Como funcionará o recurso na prática
Para utilizar a ferramenta, é indispensável que o valor do benefício esteja fixado por decisão judicial ou acordo homologado. Têm direito de solicitar a medida os pais ou responsáveis legais que detêm a guarda de menores, além de qualquer credor que já possua um título executivo judicial.
O requerimento deve ser feito no processo legal por meio de advogado, Defensoria Pública ou Ministério Público. Quem não dispõe de recursos financeiros para contratar um profissional privado pode recorrer à Defensoria Pública do seu estado ou aos núcleos de prática jurídica de universidades.
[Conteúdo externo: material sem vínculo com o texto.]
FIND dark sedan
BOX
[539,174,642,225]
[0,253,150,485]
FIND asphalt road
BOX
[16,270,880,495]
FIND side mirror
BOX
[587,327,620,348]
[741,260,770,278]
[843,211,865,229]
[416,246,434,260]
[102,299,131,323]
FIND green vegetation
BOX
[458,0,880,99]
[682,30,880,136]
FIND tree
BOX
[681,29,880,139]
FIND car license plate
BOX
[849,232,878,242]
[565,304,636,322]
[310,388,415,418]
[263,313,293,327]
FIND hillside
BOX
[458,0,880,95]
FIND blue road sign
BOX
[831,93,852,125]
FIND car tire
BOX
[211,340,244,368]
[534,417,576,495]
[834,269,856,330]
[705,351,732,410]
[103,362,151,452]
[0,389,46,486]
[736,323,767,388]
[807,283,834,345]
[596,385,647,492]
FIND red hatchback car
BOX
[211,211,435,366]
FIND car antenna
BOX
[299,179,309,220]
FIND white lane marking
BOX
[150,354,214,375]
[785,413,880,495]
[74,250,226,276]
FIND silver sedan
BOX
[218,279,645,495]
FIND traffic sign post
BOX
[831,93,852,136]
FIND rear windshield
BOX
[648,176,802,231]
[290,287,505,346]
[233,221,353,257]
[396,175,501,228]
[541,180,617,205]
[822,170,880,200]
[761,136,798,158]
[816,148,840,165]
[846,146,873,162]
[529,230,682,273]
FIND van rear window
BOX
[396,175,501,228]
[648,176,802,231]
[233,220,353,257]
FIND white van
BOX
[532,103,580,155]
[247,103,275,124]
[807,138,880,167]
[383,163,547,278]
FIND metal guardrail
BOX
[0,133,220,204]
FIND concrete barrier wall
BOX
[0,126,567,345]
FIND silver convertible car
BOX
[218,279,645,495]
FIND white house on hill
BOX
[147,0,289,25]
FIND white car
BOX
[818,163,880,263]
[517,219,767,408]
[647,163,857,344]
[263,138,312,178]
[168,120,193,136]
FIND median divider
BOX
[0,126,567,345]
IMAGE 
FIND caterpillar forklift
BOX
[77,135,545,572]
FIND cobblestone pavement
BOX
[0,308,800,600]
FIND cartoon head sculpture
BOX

Passo a passo para solicitar o débito automático
A parte interessada deve apresentar em juízo as informações bancárias do pagador e do recebedor, incluindo a chave Pix. Com o pedido aceito, o magistrado emitirá uma ordem eletrônica com dados sobre valores, datas, prazos e contas envolvidas na operação.
Uma vez configurada a ordem judicial, o banco efetuará a transferência periodicamente sem exigir autorização mensal. Vale ressaltar que o devedor não tem autonomia para cancelar o agendamento no aplicativo bancário, sendo necessária uma nova ordem do juiz para qualquer alteração.
Se não houver saldo disponível no dia do débito, a instituição registrará a falta de pagamento. Essa inconsistência autoriza a adoção de medidas judiciais adicionais, como o bloqueio de outros ativos financeiros do devedor até a quitação da dívida.